Der 18. Mai 2014 war ganz gewiss einer der Höhepunkte in der Geschichte der Retzbacher Wallfahrtskirche "Maria im Grünen Tal". Wo sonst meist wenige in eher beschaulicher Ruhe das weithin bekannte Gnadenbild besuchen, hatten sich im Rahmen des großen Wallfahrtstags "Patrona Bavariae" fast 6000 Gläubige aus ganz Bayern auf dem Platz vor der Kirche versammelt, um dort gemeinsam mit den 15 bayerischen Bischöfen einen Festgottesdienst zu feiern.
Doch so aufsehenerregend dieser Wallfahrtstag war, "Maria im Grünen Tal" ist mehr als ein Besuchermagnet. Es ist meist ein Ort der Stille, der Sammlung und der Begegnung mit sich selbst.
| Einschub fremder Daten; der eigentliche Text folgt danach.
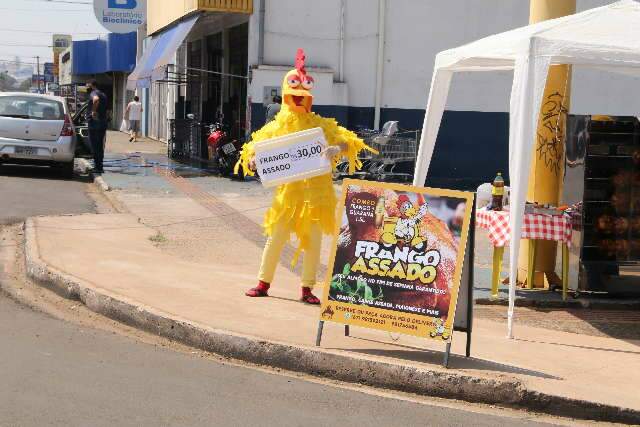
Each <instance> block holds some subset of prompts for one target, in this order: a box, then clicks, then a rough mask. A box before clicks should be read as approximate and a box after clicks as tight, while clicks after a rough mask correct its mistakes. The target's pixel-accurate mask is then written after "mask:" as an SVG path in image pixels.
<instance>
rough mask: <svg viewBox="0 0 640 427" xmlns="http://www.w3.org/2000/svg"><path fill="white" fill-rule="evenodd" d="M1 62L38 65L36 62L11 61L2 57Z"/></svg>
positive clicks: (6, 62) (29, 64)
mask: <svg viewBox="0 0 640 427" xmlns="http://www.w3.org/2000/svg"><path fill="white" fill-rule="evenodd" d="M0 62H2V63H3V64H7V63H8V64H21V65H36V63H35V62H25V61H10V60H8V59H0Z"/></svg>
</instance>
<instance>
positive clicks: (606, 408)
mask: <svg viewBox="0 0 640 427" xmlns="http://www.w3.org/2000/svg"><path fill="white" fill-rule="evenodd" d="M107 148H108V155H107V160H108V162H107V163H106V168H105V169H106V172H105V174H104V175H103V178H104V180H105V181H106V182H107V183H108V184H109V186H110V187H111V189H112V190H111V191H110V192H109V193H108V194H109V198H111V199H112V200H113V201H114V202H115V203H116V204H117V205H118V206H119V207H121V208H122V209H120V210H121V211H123V212H126V213H123V214H110V215H81V216H65V217H41V218H35V219H33V220H31V221H29V222H28V224H27V233H26V236H27V246H26V251H27V262H28V267H29V271H30V274H31V275H32V276H33V277H35V278H36V279H38V280H39V281H41V282H43V283H44V284H46V285H48V286H52V287H54V289H56V290H57V291H59V292H61V293H63V294H66V295H67V296H70V297H73V298H78V299H80V300H82V301H83V302H84V303H85V304H87V306H89V307H90V308H91V309H93V310H95V311H98V312H101V313H103V314H105V315H107V316H110V317H112V318H115V319H118V320H121V321H124V322H126V323H129V324H133V325H135V326H138V327H140V328H143V329H147V330H150V331H152V332H154V333H158V334H161V335H164V336H168V337H170V338H173V339H176V340H180V341H183V342H185V343H187V344H190V345H194V346H197V347H201V348H203V349H206V350H209V351H214V352H217V353H220V354H223V355H226V356H229V357H234V358H239V359H243V360H248V361H250V362H254V363H260V364H266V365H271V366H276V367H281V368H285V369H290V370H298V371H304V372H308V373H312V374H315V375H321V376H326V377H330V378H335V379H339V380H345V381H351V382H364V383H368V384H371V385H375V386H381V387H387V388H393V389H400V390H406V391H412V392H416V393H422V394H428V395H434V396H442V397H448V398H457V399H465V400H470V401H478V402H485V403H492V404H501V405H508V406H520V407H525V408H528V409H531V410H539V411H542V412H548V413H554V414H560V415H565V416H574V417H577V418H591V419H601V420H609V421H621V422H625V421H626V422H636V423H640V395H639V394H638V391H637V384H639V383H640V370H639V369H638V367H639V366H640V340H638V339H636V338H637V337H638V335H637V334H633V333H632V334H629V335H624V334H614V333H612V331H611V330H610V329H608V327H609V326H610V324H607V325H606V326H605V327H600V326H598V325H599V324H598V323H597V322H593V323H591V324H588V325H587V322H583V321H582V322H581V321H580V319H573V316H571V314H570V313H567V312H564V313H560V314H559V315H558V314H556V313H551V314H548V313H547V314H545V313H544V312H539V311H535V310H531V309H527V308H519V309H518V311H517V314H518V313H519V314H521V316H520V317H519V318H518V322H519V323H517V325H516V339H515V340H507V339H506V338H505V333H506V325H505V322H504V314H505V313H503V311H504V308H502V307H488V306H476V313H477V314H478V316H476V319H475V320H474V333H473V344H472V357H471V358H469V359H467V358H465V357H462V356H455V355H454V356H453V359H452V360H451V362H450V368H451V369H449V370H446V369H444V368H443V367H442V366H441V363H442V351H443V349H444V345H443V344H442V343H438V342H435V341H431V340H424V339H418V338H414V337H409V336H395V335H390V334H388V333H382V332H378V331H369V330H365V329H360V328H352V336H351V337H345V336H344V333H343V328H342V326H341V325H338V324H331V323H327V324H326V325H325V333H324V337H323V343H322V348H321V349H318V348H316V347H315V346H314V345H313V344H314V342H315V336H316V328H317V324H318V317H319V311H318V309H317V308H316V307H311V306H306V305H303V304H301V303H299V302H298V301H297V298H298V289H299V288H298V286H299V283H298V278H297V275H296V274H295V270H294V271H291V269H290V268H289V259H290V257H291V255H292V252H293V250H292V248H291V247H290V248H289V249H288V250H287V251H285V252H286V253H285V256H284V257H283V260H282V263H281V267H280V269H279V271H278V275H277V280H276V282H275V283H274V287H273V288H272V291H271V292H270V293H271V295H272V297H271V298H261V299H251V298H247V297H245V296H244V291H245V290H246V289H247V288H248V287H250V286H252V285H253V284H254V283H255V280H256V279H255V275H256V272H257V270H258V263H259V260H260V255H261V251H262V246H263V244H264V236H263V235H262V230H261V227H260V223H261V221H262V216H263V214H264V211H265V210H266V208H267V207H268V206H269V203H270V192H269V191H267V190H265V189H263V188H262V187H261V186H260V185H257V183H255V182H233V181H230V180H227V179H219V178H215V177H212V176H208V175H207V174H206V173H205V172H203V171H200V170H198V169H197V168H192V167H189V166H184V165H179V164H175V163H173V162H170V161H167V159H166V157H164V150H165V148H166V146H164V144H161V143H158V142H155V141H151V140H147V141H145V142H142V143H138V144H129V143H128V142H126V135H124V134H118V133H110V135H109V143H108V145H107ZM114 150H117V151H115V152H114ZM109 160H110V161H109ZM478 238H479V239H483V238H485V237H484V236H482V235H480V236H479V237H478ZM328 240H329V239H325V241H324V244H323V260H325V262H326V259H327V258H328V249H329V248H328V246H329V241H328ZM294 244H295V243H294ZM483 246H486V245H484V244H483ZM489 257H490V252H489V251H486V253H483V252H481V253H480V255H479V257H477V259H476V269H478V267H479V264H481V266H483V265H484V264H483V263H487V262H488V260H489V259H490V258H489ZM477 281H480V282H484V281H486V282H487V283H488V277H486V278H485V277H484V276H483V274H482V273H481V274H480V275H479V276H478V278H477ZM318 291H320V290H318ZM500 310H502V311H500ZM594 316H603V317H610V318H612V319H613V320H619V322H618V323H615V324H616V325H618V326H616V327H625V325H626V326H627V327H628V329H631V330H635V329H637V327H638V324H639V322H638V319H637V315H636V313H633V312H625V313H623V314H620V313H615V312H602V313H600V312H597V313H596V312H594ZM553 319H562V320H558V321H557V322H554V321H553ZM568 320H569V321H568ZM571 320H576V321H573V322H572V321H571ZM554 323H557V325H555V324H554ZM527 325H529V326H527ZM585 325H587V326H588V327H586V326H585ZM594 325H595V326H596V327H594ZM633 328H635V329H633ZM568 331H570V332H568ZM574 332H575V333H574ZM612 336H616V337H618V338H613V337H612ZM464 346H465V336H464V334H461V333H455V334H454V340H453V352H454V353H455V354H458V355H460V354H464ZM625 408H627V409H625Z"/></svg>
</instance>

Außerdem ist da natürlich die besondere Lage im wunderschönen Retztal, die Nähe zu den Verkehrsadern am Main und zu den guten Weinen vom Retzbacher Benediktusberg. Seit 1969 wurde die Stätte zum Wallfahrts- und Gebetsort für die Einheit der Christen erhoben.

Die Wallfahrt in Retzbach hat eine lange Tradition. Ihre eigentliche Entstehung liegt völlig im Dunkeln. Zwar gibt es die Geschichte von der Würzburger Ministerialenfamilie des Bodo von Rabensburg, die an der Ermordung des Fürstbischofs Konrad von Querfurt 1202 beteiligt gewesen sein soll. Dessen Ehefrau habe die Stätte als Sühne gestiftet, heißt es.
Eine andere Legende erzählt von den Hunden der Herren von Thüngen, die auf der Jagd einen waidwunden Hasen in einer Erdhöhle aufgestöbert und dabei die bekannte Marienstatue gefunden haben sollen. Infolgedessen sei auch die auffällige Schramme im Gesicht der Maria entstanden. Historisch belegt ist aber keine der beiden Darstellungen.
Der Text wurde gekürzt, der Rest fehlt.